Much has been made in recent years over the development of soft plastic fishing baits and artificial lures. Those baits do work and I catch my share of fish using them. I still believe, however, that nothing beats live bait in some fishing situations, particularly when walleyes are involved.

Early in the fishing season, a jig and minnow combination is still hard to beat on lots of bodies of water. In fact, Fire-Ball Jigs in the 1/16 and 1/8-ounce sizes tipped with shiners, fatheads, or some sort of chubs put lots of early-season walleyes in the boat for this fishing guide and my clients.
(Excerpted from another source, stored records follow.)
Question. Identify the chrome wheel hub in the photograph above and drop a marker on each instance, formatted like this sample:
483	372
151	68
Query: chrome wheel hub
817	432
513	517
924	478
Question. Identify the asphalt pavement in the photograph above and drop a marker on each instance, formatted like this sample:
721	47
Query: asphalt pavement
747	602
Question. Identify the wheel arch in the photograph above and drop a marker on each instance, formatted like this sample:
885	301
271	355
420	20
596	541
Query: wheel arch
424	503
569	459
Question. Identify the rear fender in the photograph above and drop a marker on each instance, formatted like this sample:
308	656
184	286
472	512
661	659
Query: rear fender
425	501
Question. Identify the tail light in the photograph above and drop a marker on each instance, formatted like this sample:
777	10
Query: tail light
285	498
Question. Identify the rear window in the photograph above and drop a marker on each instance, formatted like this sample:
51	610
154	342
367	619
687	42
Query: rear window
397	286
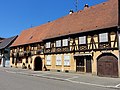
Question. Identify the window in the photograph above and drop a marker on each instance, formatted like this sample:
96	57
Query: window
48	45
58	43
58	60
65	42
103	37
48	60
66	60
82	40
When jigs won’t produce, I often go to an even more natural presentation, one utilizing a slip-sinker live bait rig like a Roach Rig again baited with a very lively minnow. This presentation, when dangled in the faces of a school of reluctant walleyes, seems to at least trigger a few bites when all else fails.

Many would agree that live bait is often hard to beat when spring walleyes are the target. Later in summer, when the water warms and the walleyes seem more willing to chase artificial baits, many anglers go to soft plastic baits fished on jigs or crankbaits cast or trolled behind the boat. Those techniques certainly work. For me, however, I break out the bottom bouncers, bait them with some live “meat” and go to work.

A heavy 1 1/2- to 2-ounce Rock-Runner Bottom Bouncer fished in conjunction with a plain snell and baited with a nightcrawler or leech becomes this guide’s “go-to” rig when walleyes move from the shallows of spring to deep water structure in the summer. This set-up, when fished in a vertical fashion, presents live bait in a natural manner, yet still can be used to incorporate some bite-triggering speed into the equation.

A Super-Glo Attractor hook and a bead are all that is needed for attraction with this rig. Fishing the set-up over deep water points and underwater humps have become a staple of my summer walleye guide trips. I often travel one-half to one mile per hour with this rig picking off active walleyes as I go.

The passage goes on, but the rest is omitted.